Simulating interval Beta data
Frédéric Bertrand
Cedric, Cnam, Parisfrederic.bertrand@lecnam.net
2025-11-04
Source:vignettes/simulate-interval-beta.Rmd
simulate-interval-beta.RmdOverview
The simulation_DATA.beta() helper produces
beta-regression design matrices paired with either fully observed
responses or interval-censored outcomes. This vignette illustrates a
typical workflow for drawing a single data set with structured
correlation and custom missingness behaviour that mimics practical
survey settings.
We simulate 300 observations with 10 candidate predictors. Four
predictors are truly associated with the response through coefficients
specified in beta_size. Correlation among predictors
follows an AR(1) structure governed by rho, which
conveniently induces near-multicollinearity while remaining
positive-definite.
sim <- simulation_DATA.beta(
n = 300, p = 10, s = 4, beta_size = c(1.0, -0.8, 0.6, -0.5),
corr = "ar1", rho = 0.25,
mechanism = "mixed", mix_prob = 0.5,
delta = function(mu, X) 0.03 + 0.02 * abs(mu - 0.5),
alpha = function(mu, X) 0.1 + 0.05 * (mu < 0.3),
na_rate = 0.1, na_side = "random"
)Interval-generation parameters
The delta and alpha callbacks control how
often the simulated outcome is converted to an interval and how wide
that interval is:
-
delta(mu, X)encodes the expected half-width of the interval around the latent mean responsemu. Here we allow wider intervals when the mean is far from 0.5, highlighting heteroskedastic behaviour. -
alpha(mu, X)represents an observation-specific inflation probability. When the latent mean is below 0.3, the function returns larger values, creating more lower-bound censoring for smallmu.

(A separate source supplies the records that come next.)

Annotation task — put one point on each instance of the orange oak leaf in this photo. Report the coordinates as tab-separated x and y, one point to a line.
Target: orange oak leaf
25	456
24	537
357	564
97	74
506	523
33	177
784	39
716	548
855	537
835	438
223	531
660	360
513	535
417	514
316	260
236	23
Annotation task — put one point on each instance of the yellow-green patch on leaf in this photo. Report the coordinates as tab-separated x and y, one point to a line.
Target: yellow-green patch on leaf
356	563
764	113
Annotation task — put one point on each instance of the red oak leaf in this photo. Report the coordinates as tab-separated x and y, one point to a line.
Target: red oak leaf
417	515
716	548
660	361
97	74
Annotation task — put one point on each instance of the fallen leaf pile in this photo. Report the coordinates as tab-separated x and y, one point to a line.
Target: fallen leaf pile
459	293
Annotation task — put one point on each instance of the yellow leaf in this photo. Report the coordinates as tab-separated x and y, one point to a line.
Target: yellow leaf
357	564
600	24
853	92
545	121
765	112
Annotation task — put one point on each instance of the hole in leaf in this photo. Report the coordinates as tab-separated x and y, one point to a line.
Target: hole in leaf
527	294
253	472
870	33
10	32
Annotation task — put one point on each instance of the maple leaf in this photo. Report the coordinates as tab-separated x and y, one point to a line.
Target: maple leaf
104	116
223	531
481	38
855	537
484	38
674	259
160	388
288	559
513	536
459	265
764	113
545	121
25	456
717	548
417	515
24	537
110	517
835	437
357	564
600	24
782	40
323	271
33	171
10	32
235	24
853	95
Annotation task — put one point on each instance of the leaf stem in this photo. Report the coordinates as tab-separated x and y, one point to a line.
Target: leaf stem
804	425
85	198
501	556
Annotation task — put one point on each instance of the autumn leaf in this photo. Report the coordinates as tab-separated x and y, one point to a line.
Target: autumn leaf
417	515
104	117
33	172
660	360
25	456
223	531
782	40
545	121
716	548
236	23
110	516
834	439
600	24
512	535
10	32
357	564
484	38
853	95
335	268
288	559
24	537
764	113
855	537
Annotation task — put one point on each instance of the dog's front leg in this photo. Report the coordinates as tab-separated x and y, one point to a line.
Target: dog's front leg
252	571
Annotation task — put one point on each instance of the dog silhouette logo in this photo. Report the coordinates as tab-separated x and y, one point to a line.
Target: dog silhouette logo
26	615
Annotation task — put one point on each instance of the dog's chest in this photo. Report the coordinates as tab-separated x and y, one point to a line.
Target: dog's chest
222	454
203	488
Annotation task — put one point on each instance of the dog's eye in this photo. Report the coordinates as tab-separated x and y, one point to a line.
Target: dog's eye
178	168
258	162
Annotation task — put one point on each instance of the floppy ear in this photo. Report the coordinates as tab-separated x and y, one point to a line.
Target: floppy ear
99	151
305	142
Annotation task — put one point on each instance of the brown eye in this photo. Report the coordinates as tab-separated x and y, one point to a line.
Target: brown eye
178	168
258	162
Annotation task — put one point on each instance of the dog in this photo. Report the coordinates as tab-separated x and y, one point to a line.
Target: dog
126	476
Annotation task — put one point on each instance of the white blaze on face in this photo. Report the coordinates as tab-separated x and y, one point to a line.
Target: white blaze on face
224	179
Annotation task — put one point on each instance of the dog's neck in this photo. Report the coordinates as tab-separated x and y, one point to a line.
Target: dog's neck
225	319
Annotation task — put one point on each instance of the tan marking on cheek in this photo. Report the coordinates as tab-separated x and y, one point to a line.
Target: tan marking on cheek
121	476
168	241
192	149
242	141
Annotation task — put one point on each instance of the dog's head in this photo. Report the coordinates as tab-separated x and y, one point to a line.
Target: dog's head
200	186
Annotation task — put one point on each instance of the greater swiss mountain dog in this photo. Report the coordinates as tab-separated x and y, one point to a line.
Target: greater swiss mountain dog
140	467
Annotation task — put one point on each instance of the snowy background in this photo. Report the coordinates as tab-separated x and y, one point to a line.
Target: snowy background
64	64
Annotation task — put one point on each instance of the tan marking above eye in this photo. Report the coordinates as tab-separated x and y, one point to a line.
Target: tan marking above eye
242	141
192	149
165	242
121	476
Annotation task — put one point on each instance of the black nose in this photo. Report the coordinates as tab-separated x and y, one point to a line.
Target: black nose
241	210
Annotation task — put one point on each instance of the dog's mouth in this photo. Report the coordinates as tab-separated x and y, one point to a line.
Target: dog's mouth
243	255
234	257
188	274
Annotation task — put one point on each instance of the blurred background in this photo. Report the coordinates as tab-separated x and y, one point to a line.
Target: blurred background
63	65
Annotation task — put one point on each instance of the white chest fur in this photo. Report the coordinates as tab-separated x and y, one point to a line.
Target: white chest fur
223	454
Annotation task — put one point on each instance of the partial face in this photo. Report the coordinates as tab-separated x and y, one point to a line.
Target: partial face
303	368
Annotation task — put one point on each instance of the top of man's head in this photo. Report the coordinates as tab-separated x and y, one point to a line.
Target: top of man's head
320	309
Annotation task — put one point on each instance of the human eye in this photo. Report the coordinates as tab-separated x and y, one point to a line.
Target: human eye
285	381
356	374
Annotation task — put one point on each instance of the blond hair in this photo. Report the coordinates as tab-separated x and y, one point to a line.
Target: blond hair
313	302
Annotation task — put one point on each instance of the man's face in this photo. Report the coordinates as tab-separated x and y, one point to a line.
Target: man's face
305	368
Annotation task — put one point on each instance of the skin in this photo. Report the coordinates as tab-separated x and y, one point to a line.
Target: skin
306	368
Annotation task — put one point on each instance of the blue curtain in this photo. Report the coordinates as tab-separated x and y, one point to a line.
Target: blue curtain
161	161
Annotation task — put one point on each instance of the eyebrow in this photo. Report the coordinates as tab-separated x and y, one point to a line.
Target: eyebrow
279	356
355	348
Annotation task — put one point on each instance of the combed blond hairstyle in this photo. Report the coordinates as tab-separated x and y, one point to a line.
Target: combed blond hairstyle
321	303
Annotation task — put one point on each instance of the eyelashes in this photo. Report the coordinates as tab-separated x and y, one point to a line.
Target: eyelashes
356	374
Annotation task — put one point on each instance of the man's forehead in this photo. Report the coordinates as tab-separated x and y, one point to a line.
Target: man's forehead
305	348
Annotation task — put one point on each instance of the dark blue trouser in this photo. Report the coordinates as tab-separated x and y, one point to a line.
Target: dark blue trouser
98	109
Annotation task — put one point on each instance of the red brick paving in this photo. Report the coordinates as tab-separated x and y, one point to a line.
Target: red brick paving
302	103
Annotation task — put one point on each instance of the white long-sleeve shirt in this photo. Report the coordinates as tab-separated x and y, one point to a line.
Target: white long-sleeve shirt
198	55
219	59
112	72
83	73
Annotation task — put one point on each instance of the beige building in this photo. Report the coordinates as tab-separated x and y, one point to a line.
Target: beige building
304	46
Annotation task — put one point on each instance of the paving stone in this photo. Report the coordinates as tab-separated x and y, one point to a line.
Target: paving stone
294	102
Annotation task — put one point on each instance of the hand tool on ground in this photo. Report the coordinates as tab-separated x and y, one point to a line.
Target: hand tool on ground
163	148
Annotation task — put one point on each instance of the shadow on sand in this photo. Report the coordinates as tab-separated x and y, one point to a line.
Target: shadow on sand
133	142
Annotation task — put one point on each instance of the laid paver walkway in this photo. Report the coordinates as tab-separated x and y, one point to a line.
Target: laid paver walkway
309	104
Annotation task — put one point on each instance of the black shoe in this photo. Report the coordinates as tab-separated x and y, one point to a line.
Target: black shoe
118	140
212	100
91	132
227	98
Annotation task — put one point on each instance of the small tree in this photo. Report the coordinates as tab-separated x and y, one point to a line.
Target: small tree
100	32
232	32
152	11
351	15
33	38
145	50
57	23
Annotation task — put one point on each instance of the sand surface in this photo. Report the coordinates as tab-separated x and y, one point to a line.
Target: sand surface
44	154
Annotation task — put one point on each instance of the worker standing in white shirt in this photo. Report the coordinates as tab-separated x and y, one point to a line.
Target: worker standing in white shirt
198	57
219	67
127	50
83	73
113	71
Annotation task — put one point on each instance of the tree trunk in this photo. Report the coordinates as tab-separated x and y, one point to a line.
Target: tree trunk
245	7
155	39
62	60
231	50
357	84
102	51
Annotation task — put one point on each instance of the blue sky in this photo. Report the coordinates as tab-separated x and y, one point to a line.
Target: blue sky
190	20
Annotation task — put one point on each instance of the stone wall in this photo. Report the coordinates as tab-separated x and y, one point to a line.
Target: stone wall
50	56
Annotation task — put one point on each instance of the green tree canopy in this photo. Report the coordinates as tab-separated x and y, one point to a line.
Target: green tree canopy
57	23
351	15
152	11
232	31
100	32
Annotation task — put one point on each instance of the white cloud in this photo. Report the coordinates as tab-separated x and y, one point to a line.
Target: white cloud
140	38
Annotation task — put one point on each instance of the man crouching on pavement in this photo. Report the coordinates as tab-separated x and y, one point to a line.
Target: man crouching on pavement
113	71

With mechanism = "mixed" and
mix_prob = 0.5, half of the affected observations receive
two-sided intervals, whereas the remainder experience one-sided
censoring driven by na_side = "random".
Inspecting the simulated outcomes
The output contains the design matrix X, the fully
observed latent response Y, and the interval bounds
Y_low/Y_high. The following summaries check
the distribution of the latent response and the frequency of
interval-censoring.
summary(sim$Y)
#> Min. 1st Qu. Median Mean 3rd Qu. Max.
#> 0.0000517 0.2753408 0.5128178 0.4911643 0.6876537 0.9995677
mean(is.na(sim$Y_low) | is.na(sim$Y_high))
#> [1] 0.1To better understand the resulting intervals we can look at a small
excerpt of the censored rows. Observations with NA on one
side correspond to one-sided censoring events.
Visualising interval widths
The difference between Y_high and Y_low
conveys how much uncertainty each interval carries. When an observation
is fully observed the bounds coincide with Y, leading to a
zero width. The histogram below demonstrates that, even with a modest
base width of 0.03, the adaptive component in delta()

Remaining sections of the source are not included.